Le président burundais Évariste Ndayishimiye a été désigné candidat du Conseil national pour la défense de la démocratie – Forces de défense de la démocratie (CNDD-FDD) en vue de l’élection présidentielle prévue l’année prochaine. Le parti au pouvoir a officialisé cette décision dans un message publié sur le réseau social X.
Âgé de 57 ans, Évariste Ndayishimiye dirige le Burundi depuis 2020, succédant à Pierre Nkurunziza, au pouvoir pendant plus de quinze ans. Il se prépare ainsi à briguer un nouveau mandat de sept ans, alors qu’aucune date précise n’a encore été fixée pour le scrutin. Dans une réaction publiée sur X, le président a remercié sa formation politique pour la confiance accordée, confirmant implicitement son engagement dans la course électorale.

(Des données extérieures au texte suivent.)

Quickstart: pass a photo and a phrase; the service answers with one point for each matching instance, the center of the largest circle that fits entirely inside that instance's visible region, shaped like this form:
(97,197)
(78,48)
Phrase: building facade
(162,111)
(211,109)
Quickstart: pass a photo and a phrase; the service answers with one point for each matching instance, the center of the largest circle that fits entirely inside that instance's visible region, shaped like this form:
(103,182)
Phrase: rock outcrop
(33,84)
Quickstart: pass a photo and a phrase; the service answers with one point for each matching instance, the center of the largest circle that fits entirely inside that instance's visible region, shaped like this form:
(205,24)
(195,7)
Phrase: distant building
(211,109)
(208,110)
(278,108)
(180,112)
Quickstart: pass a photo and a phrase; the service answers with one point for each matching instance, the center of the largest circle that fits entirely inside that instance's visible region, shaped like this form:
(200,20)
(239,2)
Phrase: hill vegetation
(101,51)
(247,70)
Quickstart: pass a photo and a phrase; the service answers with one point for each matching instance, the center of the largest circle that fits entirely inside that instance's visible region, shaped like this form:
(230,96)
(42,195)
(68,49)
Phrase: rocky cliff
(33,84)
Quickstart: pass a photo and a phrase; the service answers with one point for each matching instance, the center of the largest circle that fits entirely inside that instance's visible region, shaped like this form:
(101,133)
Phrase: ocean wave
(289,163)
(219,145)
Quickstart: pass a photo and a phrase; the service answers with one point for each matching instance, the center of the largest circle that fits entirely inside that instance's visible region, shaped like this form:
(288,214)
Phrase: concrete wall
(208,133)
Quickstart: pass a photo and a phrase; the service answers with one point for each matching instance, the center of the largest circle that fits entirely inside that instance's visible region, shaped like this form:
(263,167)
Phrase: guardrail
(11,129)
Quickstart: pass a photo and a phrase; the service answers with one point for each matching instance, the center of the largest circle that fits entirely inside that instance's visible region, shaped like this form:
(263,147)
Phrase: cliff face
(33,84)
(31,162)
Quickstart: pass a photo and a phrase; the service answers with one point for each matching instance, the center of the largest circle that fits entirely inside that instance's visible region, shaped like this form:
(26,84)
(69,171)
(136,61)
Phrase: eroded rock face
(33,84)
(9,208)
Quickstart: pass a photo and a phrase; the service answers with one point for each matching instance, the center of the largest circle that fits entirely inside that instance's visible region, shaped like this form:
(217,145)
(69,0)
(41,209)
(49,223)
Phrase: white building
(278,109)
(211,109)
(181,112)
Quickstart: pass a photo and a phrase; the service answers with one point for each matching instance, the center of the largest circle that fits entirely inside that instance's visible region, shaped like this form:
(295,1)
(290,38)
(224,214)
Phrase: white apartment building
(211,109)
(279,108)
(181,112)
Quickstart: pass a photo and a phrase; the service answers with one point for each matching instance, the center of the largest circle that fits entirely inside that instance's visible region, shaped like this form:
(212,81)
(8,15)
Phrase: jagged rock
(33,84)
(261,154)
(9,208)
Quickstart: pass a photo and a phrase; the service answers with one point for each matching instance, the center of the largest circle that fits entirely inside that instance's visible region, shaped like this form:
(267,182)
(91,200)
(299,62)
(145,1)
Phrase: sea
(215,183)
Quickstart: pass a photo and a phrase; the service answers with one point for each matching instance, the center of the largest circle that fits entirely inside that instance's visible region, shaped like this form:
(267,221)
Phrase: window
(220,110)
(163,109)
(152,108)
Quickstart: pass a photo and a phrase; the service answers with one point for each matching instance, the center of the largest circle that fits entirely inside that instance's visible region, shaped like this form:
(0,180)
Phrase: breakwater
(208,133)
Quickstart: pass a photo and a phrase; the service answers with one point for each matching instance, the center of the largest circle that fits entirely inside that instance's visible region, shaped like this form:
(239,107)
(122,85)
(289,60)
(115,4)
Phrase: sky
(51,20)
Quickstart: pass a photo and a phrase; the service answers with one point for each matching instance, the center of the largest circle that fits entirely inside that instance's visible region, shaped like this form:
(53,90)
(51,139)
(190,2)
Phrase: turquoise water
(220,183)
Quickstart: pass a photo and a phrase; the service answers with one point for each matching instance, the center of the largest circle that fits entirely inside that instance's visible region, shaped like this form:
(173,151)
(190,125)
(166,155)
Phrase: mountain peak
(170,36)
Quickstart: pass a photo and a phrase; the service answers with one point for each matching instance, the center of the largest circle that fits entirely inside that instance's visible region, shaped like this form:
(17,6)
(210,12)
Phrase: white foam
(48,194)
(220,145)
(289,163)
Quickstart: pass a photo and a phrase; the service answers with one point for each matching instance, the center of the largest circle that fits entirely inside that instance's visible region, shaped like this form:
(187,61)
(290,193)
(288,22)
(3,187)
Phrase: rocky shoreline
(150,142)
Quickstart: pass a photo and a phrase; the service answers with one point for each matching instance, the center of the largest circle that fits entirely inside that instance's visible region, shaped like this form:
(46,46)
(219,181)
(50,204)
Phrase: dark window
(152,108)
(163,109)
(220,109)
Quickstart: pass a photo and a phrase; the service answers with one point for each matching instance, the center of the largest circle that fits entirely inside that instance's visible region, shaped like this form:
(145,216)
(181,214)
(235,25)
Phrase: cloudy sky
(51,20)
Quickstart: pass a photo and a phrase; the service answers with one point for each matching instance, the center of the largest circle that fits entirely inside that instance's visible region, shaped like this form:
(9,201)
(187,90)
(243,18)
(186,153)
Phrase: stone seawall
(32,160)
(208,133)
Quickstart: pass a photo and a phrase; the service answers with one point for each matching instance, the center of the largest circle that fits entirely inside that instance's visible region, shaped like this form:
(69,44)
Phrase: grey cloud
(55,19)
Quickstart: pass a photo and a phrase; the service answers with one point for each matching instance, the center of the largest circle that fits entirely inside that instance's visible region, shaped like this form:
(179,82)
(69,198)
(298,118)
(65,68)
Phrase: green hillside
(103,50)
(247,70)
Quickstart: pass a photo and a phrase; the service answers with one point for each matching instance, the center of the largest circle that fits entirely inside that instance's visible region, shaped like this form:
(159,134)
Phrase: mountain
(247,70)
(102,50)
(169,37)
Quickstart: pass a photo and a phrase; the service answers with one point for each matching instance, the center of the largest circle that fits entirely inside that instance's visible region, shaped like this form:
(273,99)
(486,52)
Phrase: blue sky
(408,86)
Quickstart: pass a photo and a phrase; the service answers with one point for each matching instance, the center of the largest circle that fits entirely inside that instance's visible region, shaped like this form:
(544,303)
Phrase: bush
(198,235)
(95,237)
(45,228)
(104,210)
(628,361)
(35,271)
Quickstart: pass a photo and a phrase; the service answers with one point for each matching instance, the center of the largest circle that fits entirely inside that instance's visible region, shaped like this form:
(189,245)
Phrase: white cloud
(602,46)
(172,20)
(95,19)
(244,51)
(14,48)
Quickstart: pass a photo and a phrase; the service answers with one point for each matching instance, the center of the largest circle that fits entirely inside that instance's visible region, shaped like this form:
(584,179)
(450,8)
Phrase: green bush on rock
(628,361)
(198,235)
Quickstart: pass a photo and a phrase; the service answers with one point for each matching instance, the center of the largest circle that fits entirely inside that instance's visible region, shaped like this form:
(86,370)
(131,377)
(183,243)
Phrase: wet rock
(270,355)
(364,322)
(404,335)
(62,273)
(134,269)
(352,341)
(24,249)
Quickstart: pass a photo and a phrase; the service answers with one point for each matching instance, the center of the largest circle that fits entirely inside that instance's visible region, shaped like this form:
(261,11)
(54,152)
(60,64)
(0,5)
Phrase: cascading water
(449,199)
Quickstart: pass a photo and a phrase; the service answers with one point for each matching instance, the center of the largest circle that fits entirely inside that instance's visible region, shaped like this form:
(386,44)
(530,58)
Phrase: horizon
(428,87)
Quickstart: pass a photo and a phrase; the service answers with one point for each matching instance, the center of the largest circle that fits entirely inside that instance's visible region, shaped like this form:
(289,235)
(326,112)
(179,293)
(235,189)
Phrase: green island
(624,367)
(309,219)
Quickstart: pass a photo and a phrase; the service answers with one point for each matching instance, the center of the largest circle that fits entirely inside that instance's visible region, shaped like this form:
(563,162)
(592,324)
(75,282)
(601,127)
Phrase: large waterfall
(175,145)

Depuis son arrivée au pouvoir, Évariste Ndayishimiye adopte une ligne de gouvernance duale. D’un côté, il a tenté d’assouplir certaines pratiques et de réduire l’influence de figures militaires dominantes. De l’autre, son administration conserve un contrôle politique marqué sur les institutions. Cette approche intervient dans un pays enclavé d’environ 15 millions d’habitants, où les enjeux de stabilité politique et de gouvernance restent centraux pour l’économie et les partenaires internationaux. Le Burundi continue de faire face à des critiques récurrentes d’organisations internationales. Les Nations unies et plusieurs ONG dénoncent régulièrement des violations des droits humains et un environnement politique contraint. Sur le plan de la liberté de la presse, le pays se classe au 125e rang sur 180 selon Reporters sans frontières, illustrant un espace médiatique fortement encadré.
Un contexte politique marqué par des événements récents sensibles
La vie politique burundaise a également été marquée par plusieurs événements récents. Le ministre des Médias et de la Communication est décédé ce mois-ci dans un accident de voiture, selon les autorités, même si les circonstances exactes restent sujettes à interrogation et font l’objet d’une enquête. Par ailleurs, l’ancien Premier ministre Alain-Guillaume Bunyoni, condamné à la prison à perpétuité pour tentative de coup d’État, a été libéré le mois dernier pour raisons médicales.
Au niveau continental, Évariste Ndayishimiye occupe actuellement la présidence tournante de l’Union africaine. Son mandat d’un an, débuté en février, renforce sa visibilité diplomatique et son rôle dans les discussions sur les enjeux politiques et économiques du continent. Dans ce contexte, la campagne présidentielle à venir sera observée de près, tant pour ses implications internes que pour la stabilité institutionnelle du Burundi.